各章の最後に脚注のように独立したコラムが11項ある。本文に触れられている事項を補填するような役割をしている。それも最新の知見をそこで詳説するような形が役立つ。コラム08「言語の遺伝子」が面白かった。

いわゆる、チョムスキーやピンカーの「言語生得説」について、最近2001年、その言語の遺伝子 FOXP2 が発見されたんだそうだ。
米国の、家系の約半数の人たちに重大な言語障害が現れるKE家族と呼ばれる家族についての研究によって、重大な言語障害のもとになっていると思われる遺伝子が発見され、それがFOXP2遺伝子なんだそうだ。  

著者は「家をつくるサル」という存在である人類に、言語の遺伝子と同じように「家づくり行動」遺伝子群が存在し、それが特定されるであろうことを語っている。
ちょっと幼稚な表紙イラストで損しているが、「家をつくるサル」という題以上に、現在の人類学の先端というべき知見が面白いのだ。

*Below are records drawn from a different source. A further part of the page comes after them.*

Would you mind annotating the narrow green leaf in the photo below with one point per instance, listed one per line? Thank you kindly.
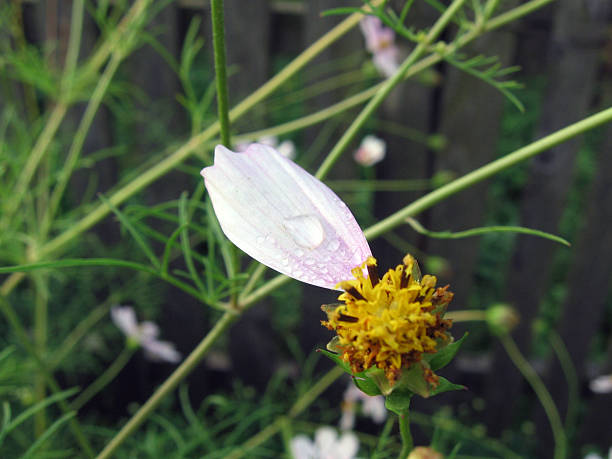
(443, 357)
(446, 386)
(484, 230)
(135, 234)
(186, 244)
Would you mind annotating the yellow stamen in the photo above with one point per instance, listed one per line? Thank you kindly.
(390, 322)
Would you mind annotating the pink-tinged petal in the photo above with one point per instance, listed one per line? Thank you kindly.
(283, 217)
(124, 318)
(161, 351)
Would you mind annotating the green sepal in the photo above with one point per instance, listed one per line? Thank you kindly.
(446, 386)
(444, 356)
(365, 381)
(398, 401)
(336, 359)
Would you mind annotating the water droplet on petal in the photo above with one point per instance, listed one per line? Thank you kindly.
(305, 230)
(333, 245)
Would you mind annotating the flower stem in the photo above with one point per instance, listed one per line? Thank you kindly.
(218, 26)
(102, 381)
(169, 384)
(381, 95)
(487, 171)
(407, 443)
(541, 392)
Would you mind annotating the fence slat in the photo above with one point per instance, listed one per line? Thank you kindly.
(572, 77)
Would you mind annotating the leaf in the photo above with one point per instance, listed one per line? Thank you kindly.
(484, 230)
(398, 401)
(446, 386)
(443, 357)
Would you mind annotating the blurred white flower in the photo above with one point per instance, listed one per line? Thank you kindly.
(380, 41)
(326, 445)
(601, 384)
(371, 406)
(285, 148)
(371, 151)
(597, 456)
(144, 334)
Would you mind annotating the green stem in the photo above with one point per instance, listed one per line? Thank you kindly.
(24, 339)
(573, 386)
(102, 381)
(298, 407)
(407, 443)
(216, 8)
(488, 170)
(197, 141)
(541, 392)
(381, 95)
(79, 138)
(169, 384)
(466, 316)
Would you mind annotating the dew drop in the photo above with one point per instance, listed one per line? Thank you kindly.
(333, 245)
(305, 230)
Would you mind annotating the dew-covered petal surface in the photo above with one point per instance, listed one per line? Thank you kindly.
(283, 217)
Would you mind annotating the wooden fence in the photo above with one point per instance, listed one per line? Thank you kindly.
(564, 49)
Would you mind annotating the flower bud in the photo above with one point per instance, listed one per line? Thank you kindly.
(501, 318)
(423, 452)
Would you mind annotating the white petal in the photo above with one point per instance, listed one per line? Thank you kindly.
(124, 318)
(347, 446)
(161, 351)
(601, 384)
(303, 448)
(284, 217)
(325, 438)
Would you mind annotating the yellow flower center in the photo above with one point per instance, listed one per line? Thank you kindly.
(390, 322)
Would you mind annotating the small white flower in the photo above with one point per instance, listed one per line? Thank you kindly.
(326, 445)
(601, 384)
(144, 334)
(371, 151)
(380, 41)
(371, 406)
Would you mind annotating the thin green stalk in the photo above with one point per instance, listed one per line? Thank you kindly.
(303, 402)
(466, 316)
(77, 334)
(197, 141)
(541, 392)
(74, 44)
(22, 335)
(218, 26)
(387, 87)
(79, 139)
(40, 342)
(104, 379)
(61, 107)
(573, 385)
(169, 384)
(407, 442)
(487, 171)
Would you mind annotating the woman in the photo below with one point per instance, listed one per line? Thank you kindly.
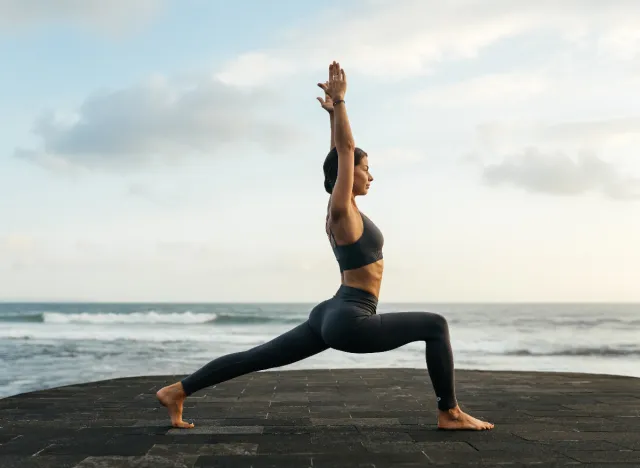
(348, 321)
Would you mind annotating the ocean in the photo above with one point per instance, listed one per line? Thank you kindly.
(48, 345)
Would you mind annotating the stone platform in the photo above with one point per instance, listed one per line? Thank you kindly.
(328, 418)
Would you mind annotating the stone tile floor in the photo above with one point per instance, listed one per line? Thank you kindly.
(328, 418)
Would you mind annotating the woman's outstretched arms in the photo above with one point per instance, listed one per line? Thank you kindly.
(327, 104)
(336, 88)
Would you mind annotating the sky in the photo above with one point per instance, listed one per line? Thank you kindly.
(157, 150)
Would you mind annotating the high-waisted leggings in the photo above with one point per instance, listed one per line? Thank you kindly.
(347, 322)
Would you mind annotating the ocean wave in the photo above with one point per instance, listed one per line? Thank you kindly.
(604, 351)
(148, 317)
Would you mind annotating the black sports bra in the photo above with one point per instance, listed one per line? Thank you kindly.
(364, 251)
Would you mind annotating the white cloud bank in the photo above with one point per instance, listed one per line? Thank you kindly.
(108, 16)
(159, 119)
(394, 40)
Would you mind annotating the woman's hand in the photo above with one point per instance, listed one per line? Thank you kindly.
(327, 103)
(336, 87)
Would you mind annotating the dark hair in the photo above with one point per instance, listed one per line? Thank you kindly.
(330, 167)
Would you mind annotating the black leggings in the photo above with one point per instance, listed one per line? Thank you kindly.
(346, 322)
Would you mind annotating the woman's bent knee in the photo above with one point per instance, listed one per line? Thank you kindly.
(439, 324)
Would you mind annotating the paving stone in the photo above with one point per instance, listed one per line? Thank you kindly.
(328, 418)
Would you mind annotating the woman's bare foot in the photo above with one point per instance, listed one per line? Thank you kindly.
(455, 419)
(172, 397)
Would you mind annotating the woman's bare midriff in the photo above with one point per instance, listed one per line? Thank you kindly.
(367, 278)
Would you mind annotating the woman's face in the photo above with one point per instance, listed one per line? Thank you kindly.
(362, 177)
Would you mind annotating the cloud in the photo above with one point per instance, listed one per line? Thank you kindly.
(393, 40)
(485, 89)
(618, 131)
(108, 16)
(159, 120)
(558, 174)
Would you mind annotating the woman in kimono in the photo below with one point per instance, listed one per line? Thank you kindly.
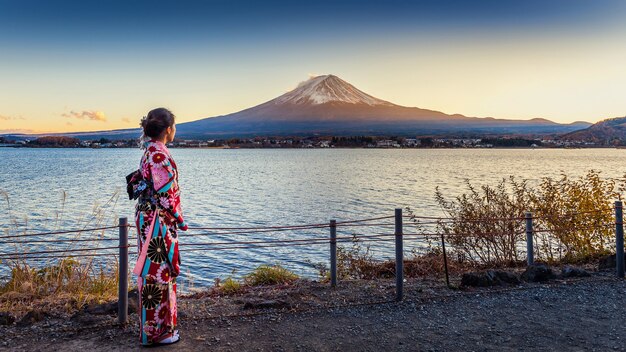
(158, 218)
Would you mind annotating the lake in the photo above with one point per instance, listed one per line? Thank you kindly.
(56, 189)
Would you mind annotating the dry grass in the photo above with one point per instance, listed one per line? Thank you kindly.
(59, 285)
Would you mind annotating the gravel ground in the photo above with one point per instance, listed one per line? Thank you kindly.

Posted by 秋山東一 @ July 26, 2006 05:47 AM
Comments

Aki先生、いつもためになる情報ありがとうございます。
おもしろそうなので早速注文してしまいました。
なぜか、峰君を思い出してしまいました。
よろしくお伝えください。

Posted by: おそのえ @ July 26, 2006 10:02 AM

おはようございます。
先生のブログには勉強させていただくことが
たくさんあります。
夏休みに読んでみようと思います。